Ottawa, Ontario – The “Right to Repair” bill, which will require automakers to make information, software and tools available to independent repair shops and allow them to service newer, more sophisticated vehicles, has passed the second reading vote in the House of Commons.
The private member’s bill, Bill C-273, was introduced two years ago by Brian Masse, New Democrat industry and auto sector critic. The bill passed by a vote of 247 to 18.
A similar bill is gaining ground in the U.S. Congress, while the European Union passed a “right to repair” law almost two years ago.
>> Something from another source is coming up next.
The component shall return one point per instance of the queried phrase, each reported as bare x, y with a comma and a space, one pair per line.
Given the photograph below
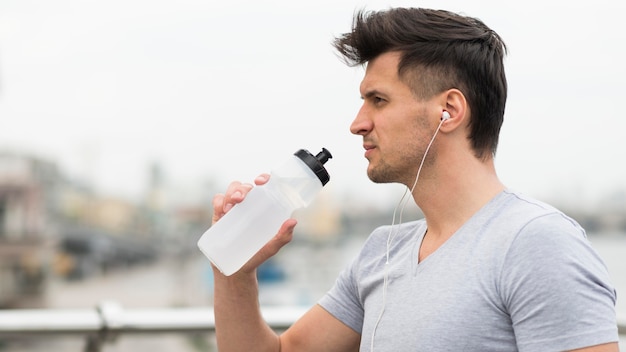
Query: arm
238, 320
In response to the bill’s passage, which still needs to go through several phases before it becomes law, Canada’s automobile manufacturers and distributors said they have confirmed a pledge to create a voluntary agreement with independent vehicle repair shops to provide access to service information, diagnostic tools and training.
“The vehicle manufacturers and distributors have overcome some major hurdles to get to a position where we can address legitimate service, repair, training and tooling information needs of the automotive aftermarket through a voluntary solution,” said Mark Nantais, president of the Canadian Vehicle Manufacturers’ Association (CVMA). “When Bill C-273 was first introduced, our industry was challenged by the Minister of Industry to develop a voluntary framework to address the concerns being raised by the aftermarket automotive industry. We have responded aggressively and positively towards creating this voluntary framework that will ensure that all automotive manufacturers are providing this information in the near future. In fact, many companies are already making this information available today.”
Masse said that a law is needed, instead of voluntary compliance. “Today, the House of Commons chose to side with every vehicle owner in the country, with protecting the environment, with the public’s safety instead of a group of foreign companies,” he said. “No environmental or consumer protection rule is voluntary. No public safety measure is voluntary. A law is the only real protection for vehicle owners that is available. Bill C-273 provides for Canadians to make those decisions.”